'Rezo para que o plenário da Câmara não faça bobagem'

Evandro Éboli

25/11/2016

 

 

-BRASÍLIA- Onyx Lorenzoni checava ontem, em seu gabinete, a temperatura em suas redes sociais. Disse estar preocupado com o destino de seu texto, aprovado na comissão especial. Entre os relatos que fez sobre pressão de colegas citados em escândalos, ouviu desde “escudeiro do Sérgio Moro” até “santo protetor do Deltan (Dallagnol)”. A seguir, os principais trechos da entrevista, ontem, ao GLOBO.

 

Diante da resistência de vários deputados, o sr. receia que o texto seja desfigurado?

Tenho medo de que seja desfigurado. Não por causa do longo trabalho perdido, mas pela frustração que causaria na população. Depois, a mensagem errada que seria transmitida a uma sociedade tão flagelada pela corrupção e que vê nessas medidas a construção para um país mais justo. Sou de muita fé, e rezo para que o plenário da Câmara não faça bobagem. O plenário sabe que temos uma responsabilidade.

 

O sr. foi vaiado no plenário por colegas quando defendia seu texto.

Toda vez que se tenta chamar as pessoas à razão e mobilizar com base em argumentos racionais, muita gente aqui acha que não depende de ninguém, de dar satisfação, que vai ter eleitor de qualquer jeito. Com esse pacote, não vai dar mais para comprar eleitor e fazer caixa dois sem correr o altíssimo risco de ir para a cadeia. Muitas brechas serão fechadas. O crime de enriquecimento ilícito, que é estipulado pela ONU e pela OEA. E aí?! Olha, sou parlamentar há 21 anos, e meu patrimônio minguou.

 

Ficou chateado com as vaias?

Não! Tenho 21 anos de Parlamento. Tô vacinado contra a má educação, a grosseria, a falta de bom senso.

 

O sr. falou que sofreu pressões insuportáveis de deputados citados em casos de corrupção.

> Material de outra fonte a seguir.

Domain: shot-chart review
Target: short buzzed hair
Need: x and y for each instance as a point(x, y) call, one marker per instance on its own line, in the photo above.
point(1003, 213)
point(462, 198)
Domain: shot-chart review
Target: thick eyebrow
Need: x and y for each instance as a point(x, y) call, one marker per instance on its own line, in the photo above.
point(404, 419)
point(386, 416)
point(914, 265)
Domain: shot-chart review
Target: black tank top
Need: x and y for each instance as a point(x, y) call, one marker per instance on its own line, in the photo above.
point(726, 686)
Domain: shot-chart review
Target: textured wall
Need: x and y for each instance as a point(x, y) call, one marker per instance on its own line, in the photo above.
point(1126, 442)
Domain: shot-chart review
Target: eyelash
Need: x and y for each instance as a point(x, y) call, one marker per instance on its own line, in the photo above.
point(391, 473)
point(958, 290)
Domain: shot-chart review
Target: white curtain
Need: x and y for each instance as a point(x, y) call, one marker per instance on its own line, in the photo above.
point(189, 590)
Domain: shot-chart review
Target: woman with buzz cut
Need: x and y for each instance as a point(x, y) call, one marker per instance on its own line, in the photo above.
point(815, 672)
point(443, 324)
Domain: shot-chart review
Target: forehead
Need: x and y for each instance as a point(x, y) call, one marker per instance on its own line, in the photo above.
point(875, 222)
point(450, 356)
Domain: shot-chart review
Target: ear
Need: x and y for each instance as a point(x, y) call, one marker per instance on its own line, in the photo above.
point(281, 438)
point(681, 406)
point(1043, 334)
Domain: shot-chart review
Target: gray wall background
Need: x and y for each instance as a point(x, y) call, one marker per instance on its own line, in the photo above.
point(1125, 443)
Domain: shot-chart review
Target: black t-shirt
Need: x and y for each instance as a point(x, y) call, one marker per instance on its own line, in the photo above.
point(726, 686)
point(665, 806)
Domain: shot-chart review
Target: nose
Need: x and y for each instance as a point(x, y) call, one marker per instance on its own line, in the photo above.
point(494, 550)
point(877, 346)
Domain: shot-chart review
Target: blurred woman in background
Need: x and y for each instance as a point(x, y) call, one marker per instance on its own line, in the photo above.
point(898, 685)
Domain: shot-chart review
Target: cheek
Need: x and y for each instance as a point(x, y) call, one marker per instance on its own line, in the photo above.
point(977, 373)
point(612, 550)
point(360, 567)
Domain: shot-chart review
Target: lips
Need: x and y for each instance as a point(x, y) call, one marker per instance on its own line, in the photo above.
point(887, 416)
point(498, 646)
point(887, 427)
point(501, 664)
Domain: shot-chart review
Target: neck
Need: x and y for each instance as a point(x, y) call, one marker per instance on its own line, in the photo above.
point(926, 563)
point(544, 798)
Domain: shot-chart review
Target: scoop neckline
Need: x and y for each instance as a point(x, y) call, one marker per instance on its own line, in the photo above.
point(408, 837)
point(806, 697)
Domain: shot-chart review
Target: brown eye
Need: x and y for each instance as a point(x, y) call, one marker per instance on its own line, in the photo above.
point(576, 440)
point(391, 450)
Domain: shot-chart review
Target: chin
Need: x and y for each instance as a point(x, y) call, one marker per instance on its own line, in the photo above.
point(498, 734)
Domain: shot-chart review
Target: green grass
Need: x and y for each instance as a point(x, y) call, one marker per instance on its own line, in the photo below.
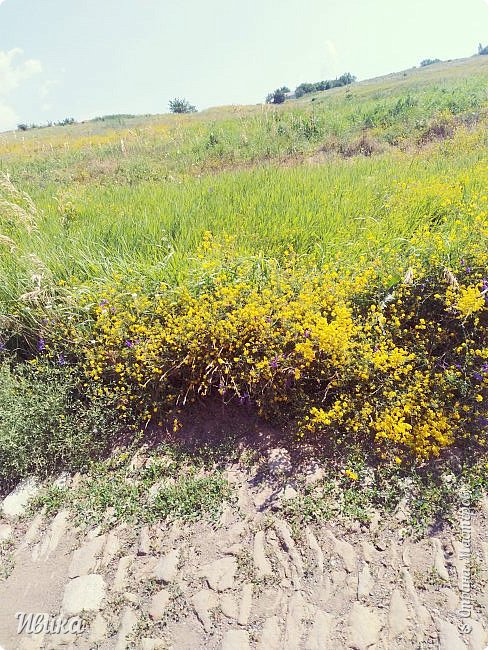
point(171, 485)
point(143, 209)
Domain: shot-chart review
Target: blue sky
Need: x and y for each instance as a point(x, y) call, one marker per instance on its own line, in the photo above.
point(84, 58)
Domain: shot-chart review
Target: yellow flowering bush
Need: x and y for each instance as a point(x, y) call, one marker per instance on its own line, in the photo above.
point(403, 369)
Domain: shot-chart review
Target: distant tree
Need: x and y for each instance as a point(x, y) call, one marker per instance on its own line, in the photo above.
point(66, 122)
point(344, 80)
point(278, 96)
point(181, 106)
point(427, 62)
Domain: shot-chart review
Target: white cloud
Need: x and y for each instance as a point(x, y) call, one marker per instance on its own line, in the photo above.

Era meu dever conversar com todos. Conversei com vários líderes, em conversas que começaram em minha casa, passaram por aqui (gabinete) e foram concluídas na casa do presidente da Câmara (Rodrigo Maia). Construímos um razoável entendimento, que não desfigurava o texto. Queriam que eu tirasse o reportante do bem, o teste de integridade, o acordo penal. E disse que não. Passamos terça trabalhando e, na quarta, me chamaram na casa do presidente. Insistiram em novas retiradas que mudariam dramaticamente o texto. Aí endureci. Aceitei um ou dois pontos, e outros não cedi. E foi aquela briga.

 

O sr. era abordado por esses parlamentares?

Você sempre houve piadinha. No banheiro, cafezinho. Do tipo: “Aí, hein, virou santo protetor do Deltan (procurador que coordena a força-tarefa)”. “Aí, virou escudeiro do Sérgio Moro”. “Virou anjo protetor da PGR”. Essas coisas.

 

E essa proposta de flexibilizar crimes relacionados a doações ilegais?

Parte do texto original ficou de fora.